Open transactions could so nearly do this if only it used the math it claims it should be using instead of some apparently kiddie mockup version or "insufficient for real use" version of the math it claims it should be using. Darn, so close...
Hi guys!
I'm writing from the beautiful desert land of Sedona, AZ, where I'm on vacation for a few days.
I wanted to address this quote. FYI, Open-Transactions currently generates 1024-bit keys by default. Ultimately I would prefer that it uses 4096-bit keys instead of 1024, but that is not a terribly difficult fix to make. As more software is released based on OT, and as entities move closer towards actual production use, the keysize will be increased. (In other words, I wouldn't look at this as a deal-breaker, but rather as one of a long series of security fixes that naturally occur in this sort of project as it nears production.)

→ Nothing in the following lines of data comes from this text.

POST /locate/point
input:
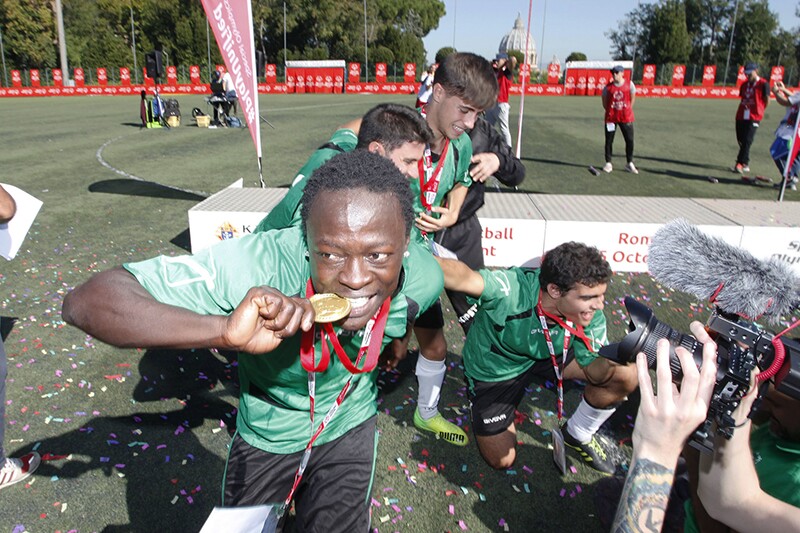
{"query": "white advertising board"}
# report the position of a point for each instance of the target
(624, 245)
(512, 242)
(773, 243)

Similarly, the (untraceable) digital cash currently uses Lucre, which uses Wagner's algorithm and incorporates the SHA-1 hash. SHA-1 has had weaknesses uncovered over the past few years, though I'm not sure of their implications towards Chaumian blinding. This is fine: the whole idea of OT is similar to PGP: that it's easy to swap in new algorithms as the old ones expire. So on OT, it's not difficult to make new subclasses of OTToken and OTMint that use new algorithms.
(FYI, I have already obtained the source code for 2 new cash algorithms--Chaum and Brands--so these will be available within OT at some point in the future. Again, this is the sort of easy change that will probably happen once OT starts nearing production use.)